The important thing is always knowing what your cash needs are going to be and basing it on these customer and vendor payment terms, along with projected sales, purchases and expenses. If your annual budget is fully automated you may be able to (depending on the software you use) actually forecast your cash using specific payment terms assigned to customers (or customer types via forecasted sales) and vendors (or vendor types via forecasted expenses), which using forecasted sales and expenses and driven by the various payment terms will accurately calculate and display the cash balance at the end of each budget period, as well as produce a complete and accurate forecasted Balance Sheet and Statement of Cash Flows.

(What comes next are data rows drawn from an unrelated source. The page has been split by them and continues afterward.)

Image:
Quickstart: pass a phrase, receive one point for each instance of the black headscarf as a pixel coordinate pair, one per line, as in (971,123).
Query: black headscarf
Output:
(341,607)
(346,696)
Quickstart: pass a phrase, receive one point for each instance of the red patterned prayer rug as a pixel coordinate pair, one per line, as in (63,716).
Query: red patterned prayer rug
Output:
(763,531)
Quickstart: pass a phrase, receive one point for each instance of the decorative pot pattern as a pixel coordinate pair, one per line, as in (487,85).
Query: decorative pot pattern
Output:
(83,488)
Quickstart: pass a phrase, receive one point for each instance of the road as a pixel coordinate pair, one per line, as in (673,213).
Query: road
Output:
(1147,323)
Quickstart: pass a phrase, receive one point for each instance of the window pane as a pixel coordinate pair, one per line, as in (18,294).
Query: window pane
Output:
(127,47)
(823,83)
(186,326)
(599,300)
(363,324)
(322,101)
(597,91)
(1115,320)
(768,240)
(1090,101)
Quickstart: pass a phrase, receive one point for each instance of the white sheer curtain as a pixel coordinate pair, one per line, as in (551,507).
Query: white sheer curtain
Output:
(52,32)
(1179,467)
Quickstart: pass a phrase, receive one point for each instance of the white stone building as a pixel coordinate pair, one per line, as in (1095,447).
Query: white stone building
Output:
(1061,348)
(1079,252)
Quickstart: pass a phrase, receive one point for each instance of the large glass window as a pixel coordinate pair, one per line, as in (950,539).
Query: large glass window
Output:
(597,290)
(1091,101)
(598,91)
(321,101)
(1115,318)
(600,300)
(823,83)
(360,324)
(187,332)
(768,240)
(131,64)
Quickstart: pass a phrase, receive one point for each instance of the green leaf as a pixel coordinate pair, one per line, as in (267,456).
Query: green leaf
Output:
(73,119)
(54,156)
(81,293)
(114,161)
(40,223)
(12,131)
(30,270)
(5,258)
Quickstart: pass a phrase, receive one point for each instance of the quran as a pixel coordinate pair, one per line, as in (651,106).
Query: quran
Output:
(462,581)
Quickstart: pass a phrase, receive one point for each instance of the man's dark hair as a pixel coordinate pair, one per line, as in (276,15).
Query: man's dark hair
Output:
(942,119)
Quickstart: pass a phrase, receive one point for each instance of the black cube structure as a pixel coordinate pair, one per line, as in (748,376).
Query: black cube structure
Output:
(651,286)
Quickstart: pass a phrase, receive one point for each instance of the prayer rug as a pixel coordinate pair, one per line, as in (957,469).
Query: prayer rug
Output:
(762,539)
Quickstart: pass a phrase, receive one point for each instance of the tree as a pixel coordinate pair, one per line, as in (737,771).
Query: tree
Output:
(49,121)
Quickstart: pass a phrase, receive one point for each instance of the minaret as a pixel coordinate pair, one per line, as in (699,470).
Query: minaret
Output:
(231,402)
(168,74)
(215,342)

It is nice to be able to negotiate payment terms with both customers and vendors in order to maximize your cash flow but it is equally as important to be able to forecast your cash flow knowing and using your existing customer and vendor payment terms.

Topic Expert
Scott MacDonald
Title: President/Owner
Company: AlphaMac Resources, Inc.
(President/Owner, AlphaMac Resources, Inc.) |

The actions being taken by the large corporations is extortion. They should be ashamed of themselves. This is another indication of the decline in ethical behavior in business.

If you had a contract that says something other than 60 days, and the company tried to unilaterally change the terms, you need to have your attorney send them a letter indicating you do not agree to the change of terms.

If you didn't have a signed agreement with specific terms:
1) shame on you for not having this.
2) you are out of luck.

Too bad tar and feathering is not longer practiced.

EMERSON GALFO
Title: CFO
Company: C-Suite Services
LinkedIn Profile
(CFO, C-Suite Services) |

Here is the IRONIC part.....

Sooner or later a new thread will be posted by a CFO/Finance professional asking for advice on how to extend their company's A/P days. I see it as we are in denial that we are "fighting" (outsmarting?) amongst ourselves/each other.

Remember folks, your A/P is someone else's A/R.

Gary Honig
Title: President
Company: Creative Capital Associates Factoring Co..
LinkedIn Profile
(President, Creative Capital Associates Factoring Company) |

Alan has essentially described what has been going on for decades - very large corporations love free money! They force their small vendors to be unpaid investors in an effort to keep their balance sheet looking positive.

That's all this is.... interest free loans from small businesses.